Trzy do zera to w miarę łatwe zwycięstwo z zespołem Jastrzębskiego Węgla, który ostatnio sprawia niespodzianki. Spodziewaliście się aż tak szybkiej przeprawy w dzisiejszym spotkaniu?

W statystykach widać, że był to łatwy mecz, ale przebieg setów na pewno tego nie potwierdza. Wynik ciągle się wahał, raz jastrzębianie nas doganiali, a my uciekaliśmy, innym razem oni wyszli na przewagę i nasz zespół musiał gonić. Na pewno był to ciekawy mecz do oglądania, lecz to my wypadaliśmy lepiej w końcówkach i na szczęście wygraliśmy.

Drugi set był troszeczkę nerwowy. Wasi rywale dobrze bronili, więc musieliście zagrać skuteczniej w ataku.

Tak dokładnie. Tak jak pani powiedziała wcześniej – jest to bardzo dobra drużyna, która ostatnio sprawia niespodzianki. Choć ja bym tego nie zaliczał do kategorii zaskoczeń, bo jest to świetny zespół. Jastrzębski Węgiel jest nawet stawiany w roli faworyta do wygrania mistrzostwa, więc nie powiedział bym, że są to niespodzianki. Po prostu zaczęli grać swoją bardzo dobrą siatkówkę. Ja się cieszę, że dziś stłumiliśmy ich najważniejsze ogniwa i nie daliśmy im wygrać.

Czujesz po tym dzisiejszym meczu, że odzyskaliście rytm, którego mogło troszeczkę brakować po przerwie na kwalifikacje olimpijskie?

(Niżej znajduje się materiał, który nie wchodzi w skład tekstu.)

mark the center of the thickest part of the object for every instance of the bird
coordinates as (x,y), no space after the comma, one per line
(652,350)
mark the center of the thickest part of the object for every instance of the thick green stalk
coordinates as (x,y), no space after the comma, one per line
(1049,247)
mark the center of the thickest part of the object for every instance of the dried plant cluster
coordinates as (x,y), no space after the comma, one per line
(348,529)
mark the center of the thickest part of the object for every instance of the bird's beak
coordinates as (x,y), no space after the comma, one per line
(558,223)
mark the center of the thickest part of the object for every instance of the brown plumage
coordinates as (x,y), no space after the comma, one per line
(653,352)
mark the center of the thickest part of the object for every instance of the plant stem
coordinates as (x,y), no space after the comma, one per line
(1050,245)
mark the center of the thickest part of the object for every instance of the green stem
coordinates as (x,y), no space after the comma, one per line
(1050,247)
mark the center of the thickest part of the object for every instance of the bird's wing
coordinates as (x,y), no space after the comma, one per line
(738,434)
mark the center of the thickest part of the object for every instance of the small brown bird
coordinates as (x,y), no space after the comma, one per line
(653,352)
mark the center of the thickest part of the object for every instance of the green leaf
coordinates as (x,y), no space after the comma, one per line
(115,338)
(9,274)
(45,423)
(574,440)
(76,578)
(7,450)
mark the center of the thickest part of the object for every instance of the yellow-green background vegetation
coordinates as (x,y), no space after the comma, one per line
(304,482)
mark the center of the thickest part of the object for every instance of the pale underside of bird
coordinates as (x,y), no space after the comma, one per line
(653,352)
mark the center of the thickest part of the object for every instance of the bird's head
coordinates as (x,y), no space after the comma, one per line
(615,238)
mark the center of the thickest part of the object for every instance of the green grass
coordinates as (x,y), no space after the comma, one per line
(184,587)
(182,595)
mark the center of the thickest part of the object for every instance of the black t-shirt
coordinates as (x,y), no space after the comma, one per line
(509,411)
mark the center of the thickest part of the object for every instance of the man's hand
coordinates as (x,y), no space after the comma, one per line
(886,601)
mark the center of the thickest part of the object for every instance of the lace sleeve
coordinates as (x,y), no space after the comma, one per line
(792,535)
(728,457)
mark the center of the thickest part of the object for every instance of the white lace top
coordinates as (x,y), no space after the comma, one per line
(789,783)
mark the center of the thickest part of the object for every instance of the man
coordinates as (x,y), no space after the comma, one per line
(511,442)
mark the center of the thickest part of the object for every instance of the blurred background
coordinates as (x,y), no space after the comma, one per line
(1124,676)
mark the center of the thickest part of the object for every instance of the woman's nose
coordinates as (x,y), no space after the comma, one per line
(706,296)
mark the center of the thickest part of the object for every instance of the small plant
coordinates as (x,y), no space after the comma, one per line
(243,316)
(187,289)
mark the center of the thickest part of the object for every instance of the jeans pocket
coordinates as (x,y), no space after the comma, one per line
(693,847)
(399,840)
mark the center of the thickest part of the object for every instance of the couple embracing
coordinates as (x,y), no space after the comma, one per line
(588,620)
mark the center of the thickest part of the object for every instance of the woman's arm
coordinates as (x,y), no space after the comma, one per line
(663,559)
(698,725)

To jest ciężkie pytanie, bo myślę, że terminarz rozgrywek nam sprzyja. Wprowadzaliśmy się w rytm ligowy w meczu z Tomaszowem Mazowieckim i Bydgoszczą, która nie jest potentatem w lidze, choć ostatnio wygrali pierwsze spotkanie i sprawili niespodziankę. Mam wrażenie, że liga powoli dała nam się rozpędzić i po tym dzisiejszym zwycięstwie wrócimy już na właściwe tory i będziemy dążyć do naszego celu.

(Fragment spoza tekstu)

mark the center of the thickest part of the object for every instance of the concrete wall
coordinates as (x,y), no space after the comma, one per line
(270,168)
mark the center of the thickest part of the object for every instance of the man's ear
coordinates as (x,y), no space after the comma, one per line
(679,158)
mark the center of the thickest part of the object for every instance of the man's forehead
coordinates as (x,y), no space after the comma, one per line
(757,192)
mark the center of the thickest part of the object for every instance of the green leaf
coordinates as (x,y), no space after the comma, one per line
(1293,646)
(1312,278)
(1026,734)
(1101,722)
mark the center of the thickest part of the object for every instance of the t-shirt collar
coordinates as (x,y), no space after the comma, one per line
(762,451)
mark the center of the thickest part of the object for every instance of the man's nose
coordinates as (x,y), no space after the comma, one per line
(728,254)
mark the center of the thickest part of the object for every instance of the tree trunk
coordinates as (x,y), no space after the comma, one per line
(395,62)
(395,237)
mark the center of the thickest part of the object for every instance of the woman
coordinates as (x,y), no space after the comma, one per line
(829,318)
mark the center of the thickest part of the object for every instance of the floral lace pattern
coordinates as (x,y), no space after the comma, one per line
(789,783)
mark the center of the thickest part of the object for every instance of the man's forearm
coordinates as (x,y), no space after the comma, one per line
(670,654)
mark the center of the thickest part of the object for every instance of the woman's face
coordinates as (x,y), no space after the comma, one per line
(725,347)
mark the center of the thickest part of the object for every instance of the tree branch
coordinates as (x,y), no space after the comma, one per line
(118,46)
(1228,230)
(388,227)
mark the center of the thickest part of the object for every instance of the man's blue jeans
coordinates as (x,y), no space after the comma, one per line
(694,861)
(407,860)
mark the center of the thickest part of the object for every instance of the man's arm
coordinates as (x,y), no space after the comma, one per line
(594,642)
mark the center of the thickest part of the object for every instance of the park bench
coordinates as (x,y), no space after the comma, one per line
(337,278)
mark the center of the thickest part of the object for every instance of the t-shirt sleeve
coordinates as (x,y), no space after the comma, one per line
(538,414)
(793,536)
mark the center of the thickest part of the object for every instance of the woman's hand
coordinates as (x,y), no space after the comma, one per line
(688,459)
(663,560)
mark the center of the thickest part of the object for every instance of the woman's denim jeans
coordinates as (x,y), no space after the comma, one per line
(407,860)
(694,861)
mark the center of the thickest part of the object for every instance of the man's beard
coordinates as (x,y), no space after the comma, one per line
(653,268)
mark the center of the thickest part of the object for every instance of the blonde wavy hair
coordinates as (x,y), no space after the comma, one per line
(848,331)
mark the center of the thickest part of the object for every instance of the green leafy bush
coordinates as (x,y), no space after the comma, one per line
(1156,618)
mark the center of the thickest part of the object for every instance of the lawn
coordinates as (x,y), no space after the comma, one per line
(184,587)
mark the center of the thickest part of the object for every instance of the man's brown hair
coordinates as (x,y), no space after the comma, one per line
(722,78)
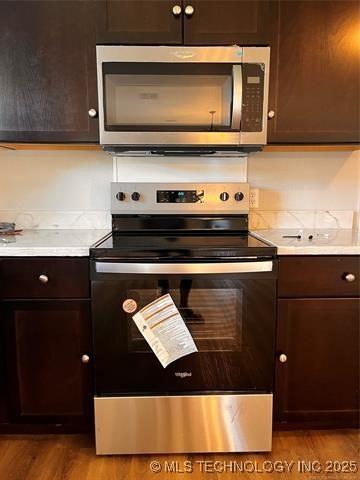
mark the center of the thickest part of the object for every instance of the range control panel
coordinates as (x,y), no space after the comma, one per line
(179,198)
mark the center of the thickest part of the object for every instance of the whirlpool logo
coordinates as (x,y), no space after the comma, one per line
(183,374)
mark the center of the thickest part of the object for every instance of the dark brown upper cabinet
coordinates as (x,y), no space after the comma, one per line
(198,22)
(226,22)
(315,72)
(48,376)
(139,22)
(47,71)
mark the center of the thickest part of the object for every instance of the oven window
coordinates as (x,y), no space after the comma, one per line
(213,316)
(168,97)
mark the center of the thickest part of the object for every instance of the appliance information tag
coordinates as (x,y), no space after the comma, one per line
(164,329)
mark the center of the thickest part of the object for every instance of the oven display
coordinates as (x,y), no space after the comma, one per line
(176,196)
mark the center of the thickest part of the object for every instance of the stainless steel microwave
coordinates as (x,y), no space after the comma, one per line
(159,98)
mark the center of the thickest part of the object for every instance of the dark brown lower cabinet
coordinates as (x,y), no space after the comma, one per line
(318,384)
(47,379)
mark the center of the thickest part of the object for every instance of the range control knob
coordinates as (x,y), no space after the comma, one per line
(239,196)
(224,196)
(121,196)
(135,196)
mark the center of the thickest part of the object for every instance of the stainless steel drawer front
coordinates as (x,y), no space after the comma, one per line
(182,424)
(185,268)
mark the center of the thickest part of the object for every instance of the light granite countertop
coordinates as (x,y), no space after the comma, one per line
(50,243)
(324,242)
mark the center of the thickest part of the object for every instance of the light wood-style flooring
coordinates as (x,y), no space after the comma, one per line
(72,457)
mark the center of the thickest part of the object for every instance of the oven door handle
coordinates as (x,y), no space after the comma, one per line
(237,98)
(185,268)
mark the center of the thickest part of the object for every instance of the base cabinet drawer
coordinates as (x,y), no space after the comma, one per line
(317,369)
(44,278)
(319,276)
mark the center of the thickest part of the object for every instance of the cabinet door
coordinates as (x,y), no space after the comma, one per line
(47,71)
(319,382)
(226,22)
(47,380)
(139,22)
(315,73)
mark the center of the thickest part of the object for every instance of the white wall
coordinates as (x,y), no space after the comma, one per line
(181,169)
(306,180)
(79,180)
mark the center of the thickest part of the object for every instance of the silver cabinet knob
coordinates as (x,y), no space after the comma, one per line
(189,10)
(283,358)
(85,359)
(350,277)
(43,279)
(177,10)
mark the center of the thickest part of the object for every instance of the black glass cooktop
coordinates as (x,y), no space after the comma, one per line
(180,246)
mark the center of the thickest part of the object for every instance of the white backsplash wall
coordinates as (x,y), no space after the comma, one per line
(71,189)
(180,169)
(55,189)
(312,189)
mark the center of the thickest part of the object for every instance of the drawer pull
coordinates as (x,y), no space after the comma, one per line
(350,277)
(177,10)
(85,359)
(189,10)
(44,279)
(282,358)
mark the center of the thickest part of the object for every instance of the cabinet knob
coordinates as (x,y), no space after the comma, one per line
(189,10)
(43,279)
(92,113)
(283,358)
(350,277)
(85,359)
(177,10)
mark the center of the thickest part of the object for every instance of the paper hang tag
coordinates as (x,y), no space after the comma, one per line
(165,331)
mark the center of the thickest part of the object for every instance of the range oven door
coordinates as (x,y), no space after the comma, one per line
(229,309)
(182,96)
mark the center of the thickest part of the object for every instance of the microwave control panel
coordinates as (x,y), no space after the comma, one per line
(160,198)
(252,97)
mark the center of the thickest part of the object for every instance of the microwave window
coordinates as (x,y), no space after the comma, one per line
(184,97)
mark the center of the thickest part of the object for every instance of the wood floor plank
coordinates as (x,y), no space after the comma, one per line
(72,457)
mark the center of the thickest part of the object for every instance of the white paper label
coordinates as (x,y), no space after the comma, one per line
(129,305)
(164,329)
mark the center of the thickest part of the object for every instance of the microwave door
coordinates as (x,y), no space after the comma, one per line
(237,98)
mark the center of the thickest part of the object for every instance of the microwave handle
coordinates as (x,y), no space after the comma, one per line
(185,268)
(237,97)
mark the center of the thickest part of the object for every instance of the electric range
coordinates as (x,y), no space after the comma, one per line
(192,242)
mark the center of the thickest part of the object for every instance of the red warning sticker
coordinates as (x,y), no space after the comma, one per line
(129,305)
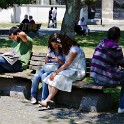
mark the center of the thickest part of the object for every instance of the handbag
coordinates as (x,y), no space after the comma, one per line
(48,67)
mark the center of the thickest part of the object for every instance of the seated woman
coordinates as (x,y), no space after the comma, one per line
(83,25)
(54,56)
(73,69)
(31,21)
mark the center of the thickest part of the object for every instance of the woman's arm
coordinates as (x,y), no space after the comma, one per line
(71,57)
(23,36)
(56,59)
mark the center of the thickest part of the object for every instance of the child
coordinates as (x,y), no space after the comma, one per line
(54,55)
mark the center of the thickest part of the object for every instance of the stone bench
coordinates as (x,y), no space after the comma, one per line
(85,96)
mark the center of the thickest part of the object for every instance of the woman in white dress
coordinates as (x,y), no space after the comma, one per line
(73,69)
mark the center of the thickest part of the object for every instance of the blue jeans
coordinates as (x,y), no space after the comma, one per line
(6,67)
(35,82)
(121,102)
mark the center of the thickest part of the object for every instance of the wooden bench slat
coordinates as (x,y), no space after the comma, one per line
(39,54)
(35,67)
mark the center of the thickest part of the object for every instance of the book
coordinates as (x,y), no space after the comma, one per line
(11,56)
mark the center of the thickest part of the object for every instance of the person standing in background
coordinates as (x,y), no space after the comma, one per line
(54,14)
(50,18)
(31,20)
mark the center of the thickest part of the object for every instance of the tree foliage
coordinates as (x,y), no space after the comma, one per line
(10,3)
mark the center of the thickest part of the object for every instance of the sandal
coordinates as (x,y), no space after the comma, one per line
(41,105)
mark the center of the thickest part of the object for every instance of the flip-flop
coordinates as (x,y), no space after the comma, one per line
(51,104)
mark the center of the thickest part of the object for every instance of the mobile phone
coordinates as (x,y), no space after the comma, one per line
(49,57)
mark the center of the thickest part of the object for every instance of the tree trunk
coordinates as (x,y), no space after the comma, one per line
(71,16)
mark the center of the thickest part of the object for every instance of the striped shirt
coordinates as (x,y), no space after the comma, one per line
(106,62)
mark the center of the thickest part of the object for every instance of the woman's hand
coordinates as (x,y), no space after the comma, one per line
(52,76)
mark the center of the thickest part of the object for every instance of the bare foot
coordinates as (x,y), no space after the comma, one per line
(43,103)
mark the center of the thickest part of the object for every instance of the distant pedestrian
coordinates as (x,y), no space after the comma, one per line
(54,15)
(50,18)
(106,63)
(24,21)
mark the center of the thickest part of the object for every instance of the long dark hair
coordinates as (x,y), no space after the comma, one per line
(64,40)
(67,43)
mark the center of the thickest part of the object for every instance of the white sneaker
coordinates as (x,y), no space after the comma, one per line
(120,110)
(33,100)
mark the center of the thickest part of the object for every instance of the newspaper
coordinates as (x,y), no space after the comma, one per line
(11,56)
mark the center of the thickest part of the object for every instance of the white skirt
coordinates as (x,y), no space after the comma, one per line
(61,82)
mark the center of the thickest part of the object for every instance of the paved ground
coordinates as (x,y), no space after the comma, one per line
(20,111)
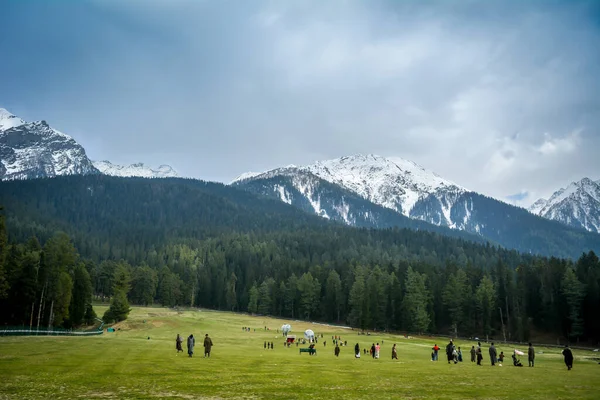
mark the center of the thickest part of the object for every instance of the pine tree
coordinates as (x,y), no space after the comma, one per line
(414,304)
(357,299)
(455,298)
(485,297)
(230,296)
(4,287)
(309,289)
(334,299)
(253,299)
(81,295)
(265,293)
(118,309)
(574,292)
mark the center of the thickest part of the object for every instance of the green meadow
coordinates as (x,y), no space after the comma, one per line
(127,365)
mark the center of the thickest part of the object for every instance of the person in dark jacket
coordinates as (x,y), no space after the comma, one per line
(531,355)
(191,344)
(449,350)
(493,354)
(207,345)
(568,354)
(178,343)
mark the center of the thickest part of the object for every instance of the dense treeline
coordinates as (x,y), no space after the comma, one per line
(185,243)
(43,287)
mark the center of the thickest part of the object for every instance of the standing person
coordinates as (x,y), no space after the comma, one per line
(435,350)
(207,345)
(178,343)
(449,349)
(191,343)
(493,354)
(531,355)
(568,354)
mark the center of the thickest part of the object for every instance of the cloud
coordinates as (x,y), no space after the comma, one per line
(552,146)
(501,97)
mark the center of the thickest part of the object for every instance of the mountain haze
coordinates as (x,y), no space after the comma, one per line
(391,188)
(577,205)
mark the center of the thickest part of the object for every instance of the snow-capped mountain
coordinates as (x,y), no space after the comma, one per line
(138,169)
(577,205)
(393,183)
(35,150)
(378,192)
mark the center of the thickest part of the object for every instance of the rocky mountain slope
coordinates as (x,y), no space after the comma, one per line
(393,183)
(35,150)
(372,191)
(138,169)
(577,205)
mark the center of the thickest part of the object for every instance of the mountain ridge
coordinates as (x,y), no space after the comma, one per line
(37,150)
(136,169)
(576,205)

Dużo macie w swoich rękach, ale też tak jak mówisz – dobrze działają na was te zewnętrzne czynniki jak na przykład porażki Zaksy i wasz zespół ma teraz w miarę bezpieczną sytuację w tabeli.

Teoretycznie tak, ale dalej liczą się punkty, których mamy jednie o dwa więcej niż kędzierzynianie. Cały czas trzeba uciekać w tej stawce, ale najważniejsze będą takie mecze jak dziś. Wiadomo, że każdy z nas straci jeszcze parę punktów po drodze, bo liga jest długa i nieprzewidywalna.

Pierwsze miejsce w tabeli daje wam pewność swoich umiejętności, ale drzemie w was jeszcze potencjał i jeszcze nie pokazaliście wszystkiego…

Oby. Jeszcze się o tym przekonamy, ale najlepsze mecze dopiero przed nami.

W środę gracie w Lidze Mistrzów z Beneficą Lizbona. Pierwsze starcie nie poszło wam najlepiej. Jaką macie teraz strategię na ten zespół, by ich pokonać i aby utrzymać drugie miejsce w Lidze Mistrzów, bo ono daje szansę na grę w dalszej fazie.

Chcemy wyjść na boisko i zagrać jak najlepiej. Wychodzimy na każdy mecz żeby zaprezentować się jak najlepiej i żeby zwyciężać. Mam nadzieję, że w środę pokażemy dobrą siatkówkę i wygramy.